David Cameron, who has not been forgiven by Ashcroft after he failed to offer him support in a row over his tax affairs, was taught that lesson on Wednesday evening.
As the prime minister prepared to fly home from Mexico, the Guardian published an article by Ashcroft which took apart the main thrust of the Tory leadership's strategy for dealing with Ed Miliband. This is that Miliband is a woefully inadequate leader who will never connect with the British people because he is too left wing, too Primrose Hill and too like Wallace.
Ashcroft wrote:
The Conservatives do not want to go into an election with the leaders' relative ratings as they are – but it is depressing to hear that plans are afoot to paint Miliband as the Michael Dukakis of British politics: part of a metropolitan elite with no understanding of mainstream concerns. There are at least three reasons why this is a terrible idea.
Dukakis was, of course, the Democratic candidate in the 1988 US presidential election. The former Massachusetts governor was famously taken apart in an aggressive campaign on behalf of George Bush snr masterminded by the late Republican attack dog, Lee Atwater.
Ashcroft did not leave it at that. He provided some excellent ammunition for Miliband to fire at Cameron over the coming weeks:
• The prime minister is seen by voters as 'competent and determined'. But Ashcroft added:
These characteristics outweighed a faint impression of smugness, arrogance or ruthlessness.
• A view is growing that the government is losing its grip.

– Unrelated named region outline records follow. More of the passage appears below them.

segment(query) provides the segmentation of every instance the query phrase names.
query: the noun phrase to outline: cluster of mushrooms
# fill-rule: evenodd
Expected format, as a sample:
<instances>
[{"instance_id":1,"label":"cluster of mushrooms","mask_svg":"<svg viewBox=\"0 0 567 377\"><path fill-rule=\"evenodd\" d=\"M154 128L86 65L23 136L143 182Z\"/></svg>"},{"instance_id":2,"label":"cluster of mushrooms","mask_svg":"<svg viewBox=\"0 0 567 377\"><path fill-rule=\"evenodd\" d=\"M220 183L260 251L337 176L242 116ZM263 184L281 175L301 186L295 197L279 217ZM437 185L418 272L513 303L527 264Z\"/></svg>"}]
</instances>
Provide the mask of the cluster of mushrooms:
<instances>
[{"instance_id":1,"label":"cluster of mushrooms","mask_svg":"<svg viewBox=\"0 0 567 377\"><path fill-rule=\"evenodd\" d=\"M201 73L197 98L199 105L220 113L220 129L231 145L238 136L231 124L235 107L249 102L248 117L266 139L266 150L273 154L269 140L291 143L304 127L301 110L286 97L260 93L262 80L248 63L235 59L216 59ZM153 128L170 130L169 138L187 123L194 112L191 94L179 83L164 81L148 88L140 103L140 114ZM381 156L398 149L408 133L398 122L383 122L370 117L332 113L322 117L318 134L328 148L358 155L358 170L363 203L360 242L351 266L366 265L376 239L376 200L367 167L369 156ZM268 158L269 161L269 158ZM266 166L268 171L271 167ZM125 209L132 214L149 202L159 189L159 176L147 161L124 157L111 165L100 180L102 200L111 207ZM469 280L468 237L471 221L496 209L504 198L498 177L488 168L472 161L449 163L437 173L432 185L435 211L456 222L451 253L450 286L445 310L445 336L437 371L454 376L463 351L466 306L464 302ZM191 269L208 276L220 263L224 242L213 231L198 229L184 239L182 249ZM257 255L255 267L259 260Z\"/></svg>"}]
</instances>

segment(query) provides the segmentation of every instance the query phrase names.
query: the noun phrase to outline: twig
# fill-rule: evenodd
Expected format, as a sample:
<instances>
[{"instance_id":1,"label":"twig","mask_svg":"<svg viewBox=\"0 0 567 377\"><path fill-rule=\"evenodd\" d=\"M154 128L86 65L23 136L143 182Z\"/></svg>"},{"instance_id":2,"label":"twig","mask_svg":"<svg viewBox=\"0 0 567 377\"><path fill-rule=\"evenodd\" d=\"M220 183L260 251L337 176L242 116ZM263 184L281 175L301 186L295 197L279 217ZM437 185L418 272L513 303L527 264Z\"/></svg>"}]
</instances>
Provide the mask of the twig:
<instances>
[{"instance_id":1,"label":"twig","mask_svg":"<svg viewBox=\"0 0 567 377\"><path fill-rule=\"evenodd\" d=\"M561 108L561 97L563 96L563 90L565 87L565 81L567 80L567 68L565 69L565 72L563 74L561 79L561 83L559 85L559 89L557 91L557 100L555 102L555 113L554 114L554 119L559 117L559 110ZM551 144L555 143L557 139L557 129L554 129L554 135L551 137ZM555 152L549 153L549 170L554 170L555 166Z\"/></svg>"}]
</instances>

He wrote:
A view is gaining ground that the government lacks direction, with the number of U-turns – each trivial in itself – suggesting policies are not properly thought through...The party badly needs a sense of direction.
The latest intervention by Ashcroft shows that he has still not been reconciled to the Tory leadership. In a book on the last election, published in September 2010, Ashcroft was critical of the Tory campaign and the "tactical error" to push for the television debates.
Ashcroft was furious with the Cameron circle when it distanced the future prime minister from him when a row about his tax affairs blew up in March 2010, shortly before the general election. Cameron's office let it be known that he had no idea that Ashcroft had been a "non-dom" for his first decade as a peer after entering the Upper House while William Hague was Tory leader.
But Cameron's greatest sin in Ashcroft's eyes are his political failings. The prime minister will have to respond to Ashcroft's criticisms with care for two reasons:
• The peer played a pivotal role in the modernisation of the party. His report on the 2005 election, Smell the Coffee, provided crucial ammunition for the modernising chairman at the time, Francis Maude.
• Two key Cameron aides have worked closely with Ashcroft over the years. Andrew Cooper, the founder of the Populus polling company who is now the No 10 strategy director, did the polling for the Smell the Coffee report. Stephen Gilbert, the prime minister's political secretary, worked closely with Ashcroft on targeting help at marginal seats.